Pulled into the boat, Colunga found that one of the fishermen had suffered a broken nose and rib and a punctured lung. Another fisherman dived into the water with a snorkel to search for the submerged boy. Colunga knew then, he recalled, that his son had drowned. He told the fishermen not to risk their lives.

"I told them, 'My son is gone; we now need to save this man,' " said Colunga, who has first-aid training. "It was one of the toughest calls I've ever made. I told them, 'If we don't want to lose two people, we have to take care of this man now and get him to an ambulance.' "

The injured fisherman's identity and condition were not available. Family members from Santa Ana and Tijuana are now camped in six tents on the coastline, keeping vigil and praying. In one of the tents is a photo of the boy framed with rosary beads on a table beside a Spanish-language prayer book.

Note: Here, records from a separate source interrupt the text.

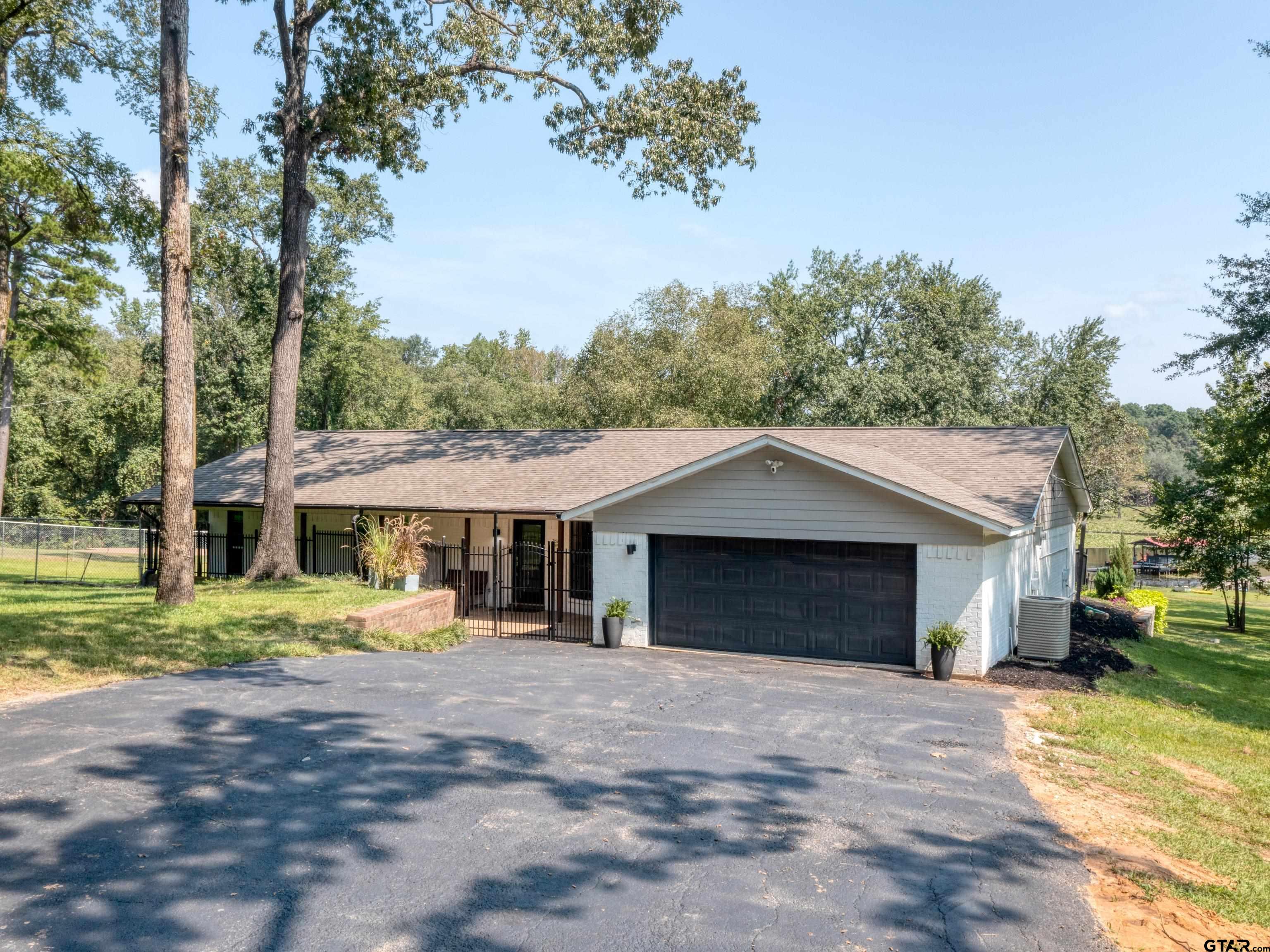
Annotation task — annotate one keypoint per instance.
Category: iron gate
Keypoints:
(521, 591)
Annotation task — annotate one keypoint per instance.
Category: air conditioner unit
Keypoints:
(1044, 628)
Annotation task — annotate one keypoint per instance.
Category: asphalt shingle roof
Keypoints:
(995, 473)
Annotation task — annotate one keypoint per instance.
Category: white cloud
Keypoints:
(148, 181)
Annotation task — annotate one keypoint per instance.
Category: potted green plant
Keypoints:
(616, 612)
(411, 546)
(944, 640)
(376, 547)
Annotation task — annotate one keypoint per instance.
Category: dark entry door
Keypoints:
(529, 562)
(846, 601)
(234, 543)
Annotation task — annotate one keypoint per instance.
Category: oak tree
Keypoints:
(388, 70)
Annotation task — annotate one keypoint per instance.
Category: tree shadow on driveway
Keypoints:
(265, 810)
(234, 833)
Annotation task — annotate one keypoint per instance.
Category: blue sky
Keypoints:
(1085, 158)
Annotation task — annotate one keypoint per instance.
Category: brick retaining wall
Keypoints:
(409, 616)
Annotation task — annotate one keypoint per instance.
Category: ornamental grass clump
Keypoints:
(394, 550)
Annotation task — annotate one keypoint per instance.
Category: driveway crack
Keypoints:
(776, 913)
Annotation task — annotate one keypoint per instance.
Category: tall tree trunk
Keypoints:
(10, 317)
(177, 526)
(276, 550)
(5, 417)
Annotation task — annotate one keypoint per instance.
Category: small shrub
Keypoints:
(1141, 598)
(944, 635)
(1122, 558)
(618, 609)
(1112, 582)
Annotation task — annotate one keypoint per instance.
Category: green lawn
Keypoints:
(57, 638)
(100, 566)
(1207, 705)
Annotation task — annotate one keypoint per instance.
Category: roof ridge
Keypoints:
(936, 476)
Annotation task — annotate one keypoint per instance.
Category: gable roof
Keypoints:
(993, 475)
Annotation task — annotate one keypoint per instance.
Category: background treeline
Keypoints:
(844, 342)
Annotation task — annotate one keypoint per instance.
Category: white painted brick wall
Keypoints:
(615, 574)
(1006, 570)
(950, 589)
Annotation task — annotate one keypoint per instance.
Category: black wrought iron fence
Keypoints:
(72, 551)
(521, 591)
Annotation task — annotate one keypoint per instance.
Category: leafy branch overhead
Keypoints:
(387, 70)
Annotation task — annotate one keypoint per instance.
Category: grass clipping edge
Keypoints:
(1105, 827)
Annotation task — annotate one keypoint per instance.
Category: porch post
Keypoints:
(498, 579)
(561, 574)
(549, 551)
(465, 578)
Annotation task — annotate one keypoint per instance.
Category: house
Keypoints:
(1151, 557)
(841, 544)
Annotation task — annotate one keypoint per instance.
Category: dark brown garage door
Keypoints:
(849, 601)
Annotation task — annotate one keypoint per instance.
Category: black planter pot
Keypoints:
(613, 631)
(941, 662)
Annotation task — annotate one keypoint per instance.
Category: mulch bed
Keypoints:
(1093, 655)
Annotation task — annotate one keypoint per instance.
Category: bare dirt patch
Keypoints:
(1199, 777)
(1109, 829)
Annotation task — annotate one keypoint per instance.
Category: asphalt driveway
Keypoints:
(526, 796)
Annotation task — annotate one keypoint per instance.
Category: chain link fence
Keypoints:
(72, 552)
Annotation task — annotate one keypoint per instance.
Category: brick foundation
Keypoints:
(409, 616)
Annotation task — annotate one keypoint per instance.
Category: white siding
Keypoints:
(742, 498)
(1057, 506)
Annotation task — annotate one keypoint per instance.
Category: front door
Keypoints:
(234, 543)
(529, 563)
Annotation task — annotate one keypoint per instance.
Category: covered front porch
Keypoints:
(517, 574)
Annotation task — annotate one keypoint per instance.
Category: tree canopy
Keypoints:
(677, 357)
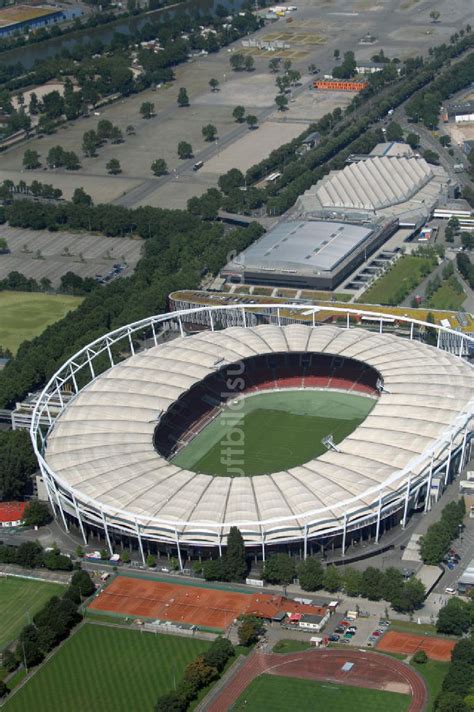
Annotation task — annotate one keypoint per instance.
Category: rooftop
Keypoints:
(11, 511)
(308, 246)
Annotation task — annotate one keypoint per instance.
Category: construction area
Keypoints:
(199, 606)
(398, 642)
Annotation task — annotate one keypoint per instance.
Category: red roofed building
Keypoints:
(11, 513)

No lifeguards had been on duty at the time of the drowning. Jaime Nieto, director of the Ensenada Fire Department's rescue squad, said dozens have drowned near this beach over the years because of the unpredictable current.

Nieto's 14-year-old son drowned near Ensenada, just south of here, and his body was never recovered.

Early Monday afternoon, after hours of fruitless searching, Nick Lerma, a San Diego lifeguard lieutenant, told Colunga that the chances of recovering his son's body were slim.

"I'm confident that we would have found him if he was there," Lerma told him, recommending that Colunga pack up and leave the beach with his family.

Colunga said he thought he might stay another week.

"If I leave this beach empty-handed, it's not going to be because we didn't try," he said. "My decisions are all based on emotion and guilt."

As the searchers returned to the beach Monday, Colunga thanked them for their efforts, and as they walked away, he leaned against an SUV and wept. His wife came over, and they cried in each other's arms.

Colunga spoke of his son, who he said was bilingual and was so smart that school sometimes bored him.

"I put my son on a high plateau," he said. "I used to tell him, 'Paul, you are a special young man.' I never knew he was so special the Lord was going to take him away from me."